È esattamente questo. Il film non è un biopic agiografico, ma racconta un periodo in cui si era convinti – almeno da una certa parte -, che la politica potesse essere qualcosa di opposto a quella che viviamo adesso. Tante volte a sinistra sento parlare della mancanza di un leader, il che è un inganno perché cercarne uno vuol dire mettersi da una parte e giudicare da fuori. Al contrario delle persone che vediamo nel film, disposte a mettersi in gioco fisicamente, giornalmente, anteponendo le attività politiche a quelle famigliari. Non parlo solo di quelli che facevano parte della segreteria, ovviamente. Ho avuto modo di incontrare l’autista di Ugo Pecchioli, il mio personaggio. Lui era un iscritto al partito, ma era comunque ritenuto importante quanto il segretario. La sua mentalità era tale da dedicare la vita al proprio lavoro come se stesse rivestendo una carica fondamentale. Svolgeva quel lavoro come una missione mentre oggi ci siamo adeguati a una mentalità senza slanci né passione, limitandoci a cercare dei leader come si farebbe andando a fare la spesa.
Il personaggio di Paolo Calabresi ne La grande ambizione
Il tuo personaggio, come gli altri che accompagnano l’avventura politica di Berlinguer, appaiono uguali tra pari, sostituendo il “noi” all’ “io”. Un concetto, questo che è continuamente richiamato dall’asciuttezza delle vostre interpretazioni.
Una cosa molto bella di questo film è stata il fatto che l’atteggiamento dei personaggi è risultato lo stesso che c’è stato tra gli attori nel corso delle riprese. Nessuno sgomitava, nessuno chiedeva il camerino migliore, nessuno si lamentava, nessuno soffriva il fatto di avere uno spazio minore all’interno del film perché comunque tutto era funzionale a un’ambizione più grande.
Parliamo di uomini che si mettevano al servizio delle idee e della causa. Il tuo personaggio, per come lo vediamo entrare in scena, ha una prossemica che sembra incarnare la politica come servizio in favore degli altri.
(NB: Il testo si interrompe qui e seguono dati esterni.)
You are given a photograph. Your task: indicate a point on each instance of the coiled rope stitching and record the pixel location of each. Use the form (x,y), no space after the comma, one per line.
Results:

Sì, anche perché Pecchioli era così, un uomo molto silenzioso che ricopriva mansioni tra l’altro delicatissime all’interno del partito. Poi è vero, la prima scena in cui interviene nel film è quando entra nella stanza per dare l’annuncio della bomba scoppiata a piazza della Loggia. Mi ha fatto molto piacere fare questo personaggio, anche perché sono abituato a ricevere proposte di personaggi molto estroversi.
Ruoli sempre diversi
Infatti venivi da interpretazioni del tutto differenti, mentre qui ti cali nella realtà confermando il tuo eclettismo.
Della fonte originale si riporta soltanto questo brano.